Attorneys for the family argued in court documents that the school district and the nurse violated state and federal disability laws by not providing a reasonable accommodation for the student’s asthma, a condition that constituted a disability.
“[The student] will require continuous medical and professional caretaking services for the rest of her life,” attorneys Steven Meshbesher and Richard Student with Meshbesher & Associates said in a release.
According to the suit, the student was diagnosed with severe asthma at an early age and has undergone continuous medical treatment for it most of her life. That day in April when she was sent to her physical education class, her airways narrowed until she could no longer breathe, court documents state, and she lost consciousness and was deprived of oxygen for about 30 minutes, causing brain damage that has left the teen in a persistent vegetative state.
In a statement, the Lakeville school system denied responsibility for the student’s injuries as outlined in the complaint, saying that the district takes students’ health seriously and abides by medical protocols and emergency response procedures.
“Lakeville Area Schools are deeply saddened by the medical incident regarding one of our students last April. We express our deepest sympathy for the student and family,” the statement said.

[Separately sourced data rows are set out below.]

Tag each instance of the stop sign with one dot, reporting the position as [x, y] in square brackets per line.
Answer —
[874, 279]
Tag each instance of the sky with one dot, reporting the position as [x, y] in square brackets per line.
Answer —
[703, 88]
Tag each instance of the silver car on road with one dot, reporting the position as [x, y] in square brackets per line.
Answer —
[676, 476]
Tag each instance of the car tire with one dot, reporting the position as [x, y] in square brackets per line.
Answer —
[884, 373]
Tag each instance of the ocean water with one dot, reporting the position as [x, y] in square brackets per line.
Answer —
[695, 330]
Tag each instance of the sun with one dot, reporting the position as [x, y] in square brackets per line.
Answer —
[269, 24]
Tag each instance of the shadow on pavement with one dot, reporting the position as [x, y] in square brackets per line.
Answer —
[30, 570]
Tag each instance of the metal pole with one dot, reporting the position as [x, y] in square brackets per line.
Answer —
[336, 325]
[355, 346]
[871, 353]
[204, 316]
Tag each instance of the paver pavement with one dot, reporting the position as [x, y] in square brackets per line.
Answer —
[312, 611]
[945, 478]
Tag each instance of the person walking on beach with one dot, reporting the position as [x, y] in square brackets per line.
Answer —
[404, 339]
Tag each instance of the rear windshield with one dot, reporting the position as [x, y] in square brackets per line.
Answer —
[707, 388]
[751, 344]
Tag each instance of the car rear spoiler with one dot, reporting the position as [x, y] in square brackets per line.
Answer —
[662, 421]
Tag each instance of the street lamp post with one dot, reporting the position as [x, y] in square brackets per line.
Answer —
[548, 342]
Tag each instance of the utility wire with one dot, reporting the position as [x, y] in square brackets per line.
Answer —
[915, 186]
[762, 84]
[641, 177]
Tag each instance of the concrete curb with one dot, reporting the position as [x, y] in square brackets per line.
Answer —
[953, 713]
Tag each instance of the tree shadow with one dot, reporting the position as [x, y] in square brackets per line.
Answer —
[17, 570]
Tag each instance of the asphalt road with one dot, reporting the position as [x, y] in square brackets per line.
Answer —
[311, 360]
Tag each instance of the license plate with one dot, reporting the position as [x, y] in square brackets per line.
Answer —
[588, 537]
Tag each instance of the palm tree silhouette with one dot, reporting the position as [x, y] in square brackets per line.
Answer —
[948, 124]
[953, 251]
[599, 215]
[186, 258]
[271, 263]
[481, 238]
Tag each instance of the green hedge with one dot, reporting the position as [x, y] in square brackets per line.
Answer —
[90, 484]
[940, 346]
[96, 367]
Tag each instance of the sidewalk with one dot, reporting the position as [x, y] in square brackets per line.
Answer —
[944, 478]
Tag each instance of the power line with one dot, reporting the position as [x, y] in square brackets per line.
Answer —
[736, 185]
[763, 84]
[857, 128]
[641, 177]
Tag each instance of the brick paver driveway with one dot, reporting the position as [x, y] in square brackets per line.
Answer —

The student’s parents, Marquetta Silva and Kenyatta Bowen, said in the complaint that the district and the school’s nurse were aware of their child’s severe asthma, a disability that had significantly limited her daily activities, including walking and exercising.
Before the incident occurred, the school’s nurse and the district had an updated asthma control plan from the student’s pulmonologist with detailed instructions about treatment and ways to monitor her breathing during an asthma attack, according to the suit.
The plan calls for frequent nebulizer treatments and close respiratory monitoring until the student’s breathing returns to normal, the suit says.
But the nurse failed to follow the student’s asthma plan and give reasonable accommodations, according to the complaint.
The student, whose condition hasn’t improved, is now home and getting round-the-clock medical attention, it says.
School district officials said the nurse, who has been working at the school since 2002, is still employed with the district and there has been no disciplinary action taken against her.
The family is seeking more than $10 million in damages from the nurse and the school system, the lawsuit says.
In the meantime, the mother has launched a GoFundMe page to raise funds for her daughter’s medical treatment.